Catrinus Jepma en Elise Kamphuis
1 Dit artikel is gedeeltelijk gebaseerd op C.J. Jepma en E. Kamphuis (red.), Developing countries and GATS, Wetenschapswinkel
Economie & Bedrijfskunde, Groningen, 2003.
2 WTO, World trade developments in 2001 and prospects for 2002,
http://www.wto.org/english/res_e/statis_e/its2002_e/its02_general_overview_e.htm .
3 World Bank, Global economic prospects for developing countries, Washington, 2001.
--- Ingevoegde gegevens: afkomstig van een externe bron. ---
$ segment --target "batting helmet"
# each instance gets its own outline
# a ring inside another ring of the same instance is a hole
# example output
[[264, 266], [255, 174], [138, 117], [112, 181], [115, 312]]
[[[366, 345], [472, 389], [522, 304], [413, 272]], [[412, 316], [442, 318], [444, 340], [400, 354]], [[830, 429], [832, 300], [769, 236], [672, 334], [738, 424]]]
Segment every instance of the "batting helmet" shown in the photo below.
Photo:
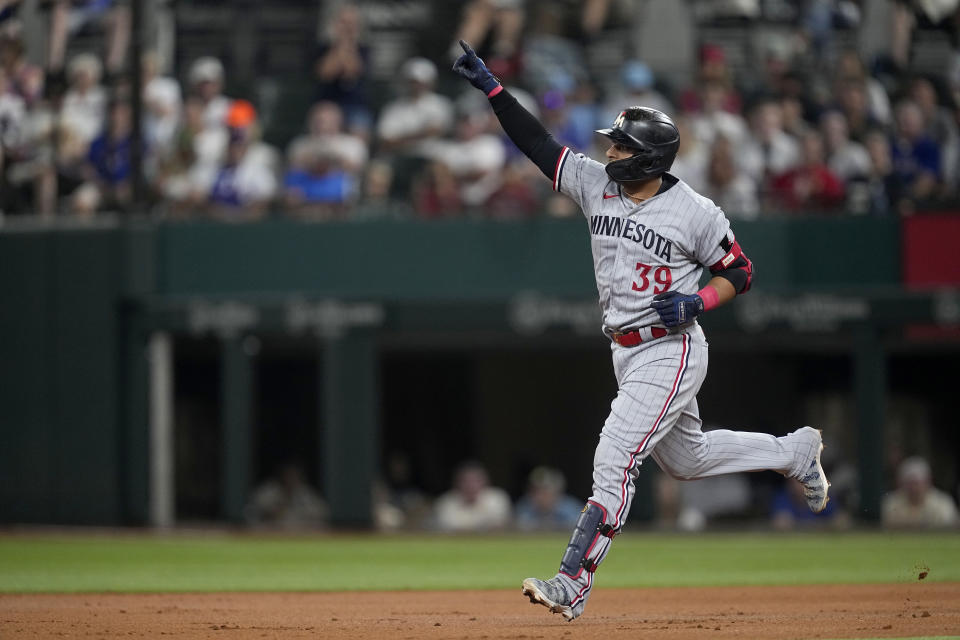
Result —
[[622, 111], [612, 127], [597, 133], [636, 151], [607, 163], [607, 175], [616, 182], [656, 178], [670, 168], [680, 147], [680, 132], [670, 116], [647, 107]]

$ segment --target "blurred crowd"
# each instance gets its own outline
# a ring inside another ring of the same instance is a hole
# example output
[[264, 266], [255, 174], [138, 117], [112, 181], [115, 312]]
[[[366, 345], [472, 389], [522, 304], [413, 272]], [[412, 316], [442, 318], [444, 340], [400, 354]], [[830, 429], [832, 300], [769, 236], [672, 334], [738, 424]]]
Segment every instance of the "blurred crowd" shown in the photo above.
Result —
[[[381, 99], [369, 5], [340, 3], [327, 12], [316, 49], [304, 52], [313, 103], [295, 139], [264, 138], [255, 96], [225, 93], [231, 71], [217, 58], [200, 56], [171, 74], [171, 61], [147, 52], [139, 59], [142, 144], [132, 136], [124, 66], [127, 4], [53, 0], [47, 59], [37, 62], [27, 59], [18, 3], [0, 0], [0, 211], [8, 215], [572, 215], [503, 136], [485, 98], [445, 77], [459, 38], [558, 140], [595, 158], [604, 149], [593, 131], [625, 107], [672, 115], [681, 131], [673, 173], [732, 218], [909, 215], [960, 201], [960, 55], [925, 74], [910, 56], [918, 28], [941, 29], [956, 46], [955, 0], [892, 2], [893, 37], [870, 60], [835, 37], [860, 28], [864, 2], [788, 3], [797, 7], [792, 29], [769, 38], [756, 64], [735, 68], [727, 44], [701, 38], [684, 82], [637, 57], [629, 42], [620, 43], [612, 73], [599, 75], [587, 55], [623, 38], [610, 28], [617, 12], [643, 2], [469, 0], [449, 48], [396, 60]], [[744, 21], [760, 5], [716, 4], [736, 5]], [[105, 53], [68, 55], [70, 34], [86, 22], [103, 23]]]
[[[395, 467], [398, 460], [404, 458], [392, 456], [390, 466]], [[657, 473], [654, 504], [642, 507], [656, 518], [636, 526], [688, 532], [763, 523], [779, 531], [851, 528], [858, 509], [856, 472], [839, 459], [828, 458], [825, 468], [832, 483], [831, 499], [819, 514], [810, 512], [799, 481], [777, 474], [740, 473], [681, 482]], [[381, 531], [567, 532], [586, 501], [570, 495], [563, 472], [548, 466], [537, 466], [527, 474], [516, 501], [491, 483], [486, 467], [476, 460], [460, 463], [450, 488], [435, 497], [410, 482], [409, 468], [401, 473], [394, 468], [386, 476], [373, 496], [373, 521]], [[925, 458], [903, 458], [891, 476], [881, 504], [885, 528], [942, 530], [960, 525], [954, 498], [933, 485]], [[248, 524], [259, 528], [316, 529], [325, 526], [328, 508], [302, 468], [284, 464], [254, 489], [245, 515]]]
4 GATS definieert elf dienstsectoren die zijn onderverdeeld in 160 subsectoren. Overheidsdiensten vallen in eerste instantie niet onder
GATS.
5 WTO Economic Research and Analysis Division, WTO market access: unfinished business, Génève, 2001, blz. 104.
6 G. Karsenty, Assessing trade in services by mode of supply, in: GATS 2000: New directions in services trade liberalization, P. Sauvé
en R.M. Stern (red.), Washington, 2000, blz. 112- 131.
7 D. Rodrik, Feasible globalizations, NBER working paper, september 2002, blz. 20.
8 D. Ratha in: World Bank, Global development finance, Washington, World Bank, 2003.
9 R. Chanda, UNDP Asia Trade Initiative, UNDP Vietnam, April 2003.
10 McKinsey Global Institute, India: the growth imperative, www.mckinsey.com, 2001.